For the encryption process, each round consists of four steps excluding the very last one
- Very first step is Sub Bytes consists of byte by byte substitution that uses an S-Box
- The second step of this encryption process is Shift Rows: It consists of a permutation process that shifts the three last rows cyclically
- The third step is Multiple Columns
- The fourth step is Add Round Key that includes bit by bit XOR operation with an expanded key
For the decryption process, every round consists of following given four steps:
- The first step of Decryption is Inverse Shift Rows
- The second step is Inverse Shift Bytes
- The third step is Add Round Key
- Last one is Inverse Mix Columns
High-level Description of the Algorithm
The Sub Bytes Step
Sub Bytes is the first system of transformation that is used in the encryption side.We need to symbolize the byte as a hexadecimal digit, to replace the byte. The main cause of this substitution manner is to lessen the association between input and output bits. It ensures that substitution can not be described in comparing a mathematical function. It isn't the same as DES S-Box in ways like it has only one S-Box and clean to analyze
Shift Rows
This technique of transformation consists of 4 steps which can be described below:
- The first row of the array kept unchanged
- Circularly shift the second one row by one byte to the left.
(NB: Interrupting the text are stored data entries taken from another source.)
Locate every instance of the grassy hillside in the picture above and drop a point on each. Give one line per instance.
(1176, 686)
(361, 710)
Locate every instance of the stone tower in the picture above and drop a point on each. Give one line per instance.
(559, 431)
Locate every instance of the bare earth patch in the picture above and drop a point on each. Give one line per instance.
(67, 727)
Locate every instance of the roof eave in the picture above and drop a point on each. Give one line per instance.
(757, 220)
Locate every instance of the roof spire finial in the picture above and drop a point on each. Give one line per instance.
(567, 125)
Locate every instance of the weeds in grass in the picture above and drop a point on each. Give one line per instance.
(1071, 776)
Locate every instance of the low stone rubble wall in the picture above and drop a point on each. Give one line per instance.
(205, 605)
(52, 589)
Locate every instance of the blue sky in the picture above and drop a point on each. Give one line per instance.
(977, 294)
- Circularly shift the third row via bytes to the left
- Circularly shift the final row through 3 bytes to the left
Mix Columns
This procedure of transformation replaces each byte of the column by a characteristic of bytes in the same column. In this step, 4 bytes of every column have combined the usage of invertible transformation. It takes four bytes as entering and output for bytes. This transformation includes a set matrix. This transformation includes a fixed matrix
The AddRoundKey Step
In this manner subkey is brought to the state. Every round has its own round key that is derived from the 128-bit encryption key. Bitwise XOR is used in this technique, wherein the subkey is introduced by way of that combines every byte of the state with a byte of the corresponding subkey.
Decryption Process
Till now we've mentioned the encryption system. The decryption procedure is the inverse of encryption procedure which inverse the round transformations to compute the plain textual content out of the cipher textual content in the opposite text. Round keys should be decided on in opposite order to retrieve the obvious text
Stability under Attack
There were various candidates for the NIST competition and all were taken into consideration for the AES, Rijndael was chosen as the winner of NIST competition on the basis of its low memory requirements and is more efficient as compared to other candidates. Crypto-analysts usually agree on the result that Rijndael will prove efficient and stable for all its applications that will use in real-time and the process can be more secured and strengthened by adding extra rounds to transformation. A confined wide range of tests at the set of regulations has succeeded, but these had been performed in internal laboratory environments, and in large part represent theoretical conditions now not going to arise in an enterprise context. In addition to its protection that is inherited and stability of crypto-system, Rijndael is capable enough for its ability to run efficiently and more securely on a number of computing environments, including large arrays, computing tool systems, cellular devices, and other types of smart cards.
Conclusion
In this paper, the study of the two popular modern encryption algorithms has been reviewed: TDEA and Rijndael (AES). Results show that the Rijndael algorithm takes less time to encrypt and decrypt the file as compared to the TDEA algorithm. Also, when the encryption algorithms are applied parallel then it was found out that TDEA is comparatively slow and is less secured as compared to RijSndael in terms of keys size and efficiency.